Além da compreensão
por Bruno CarmeloUm aprendizado importante quando nos deparamos com uma pintura abstrata diz respeito à adequação dos paradigmas: não adianta interpretar borrões ou formas livres como se leria a arte figurativa. Os conceitos e as sensações provocadas se tornam mais importantes do que o domínio da técnica clássica, e a relação da forma com um referencial no mundo (um objeto, uma pessoa) se torna dispensável. Tentar “entender” uma pintura abstrata, no sentido convencional do termo, resultaria em algo tão inútil ou falho quanto buscar formas de animais nas nuvens: seria embutir um significado onde ele não existe.
Essa digressão ajuda a analisar o filme grego Thread, dirigido por Alexander Voulgaris, artista de música eletrônica mais conhecido pelo pseudônimo The Boy. O filme possui algumas formas conhecidas, ele tem uma atriz principal e uma sugestão de linearidade narrativa - uma militante é perseguida pelo governo, tendo que abrir mão dos cuidados ao filho recém-nascido. No entanto, buscar mais significados além disso seria uma falácia. Este não é um “filme abstrato”, porque a essência fotográfica do cinema impede a completa abstração, mas ele busca sensações análogas à dos borrões nos quadros contemporâneos: ao invés de conduzir o espectador através de um sentido, ele dispersa nossas possibilidades de entendimento.

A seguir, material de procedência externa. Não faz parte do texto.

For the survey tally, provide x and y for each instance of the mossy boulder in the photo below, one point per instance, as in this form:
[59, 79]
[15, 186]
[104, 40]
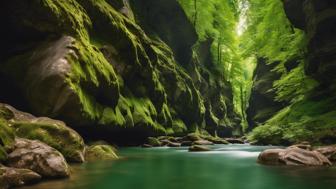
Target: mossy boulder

Assim, a estranheza e o distanciamento se tornam portas de entrada para uma viagem psicodélica de 94 minutos. Voulgaris utiliza projeções, nudez e sangue, iluminação artificial e câmera lenta, efeitos pixelizados e profundidade de campo limitada. Para retratar um grupo de guerrilheiros denominados O Rosto, revela apenas um único rosto durante todo o filme: o de Sofia Kokkali, que interpreta ao mesmo tempo a jovem politizada Niki e seu filho Lefteris, quando adolescente. Os demais personagens são sugeridos por sons e pedaços de corpos entrando no enquadramento. A montagem trabalha uma temporalidade fluida e onírica, aproximando o resultado de um longo pesadelo.
Thread poderia ser lido como uma metáfora da ditadura na Grécia, ou ainda como uma fábula psicanalítica, pelo fato de o filho e a mãe serem interpretados pela mesma atriz. O título, “fio”, diz respeito ao cordão umbilical que os protagonistas precisam cortar uns com os outros, com suas raízes e com suas crenças durante um governo de exceção. Todas essas leituras fazem sentido, e outras dezenas seriam igualmente possíveis. Mas elas parecem estéreis diante do verdadeiro interesse do projeto em fornecer uma jornada plástica. Este é um veículo de comunicação com os sentidos imediatos - medo, desejo, repulsa, asco - ao invés da razão. Qualquer leitura temática ou discursiva soaria como um despropósito - como buscar formas de animais nas nuvens.
Curiosamente, a fragmentação das formas e do entendimento resulta num projeto em que os momentos mais potentes são deglutidos por tantos outros que os anulam, ao invés de os completarem. Este é um filme autofágico, cuja radicalidade se repete e se enfraquece: quando tudo é choque, nada mais o é. Cenas de tortura e estupro podem ser muito incômodas durante determinado tempo, mas quando a projeção se limita a reproduzir provocações semelhantes, o resultado é a anestesia do espectador. Talvez a indiferença diante da violência seja o próprio discurso do filme. Talvez ele não articule discurso algum e constitua uma experiência autocentrada e autocondescendente. A arte pela arte.
Filme visto no IV Festival Internacional Lume de Cinema, em março de 2017.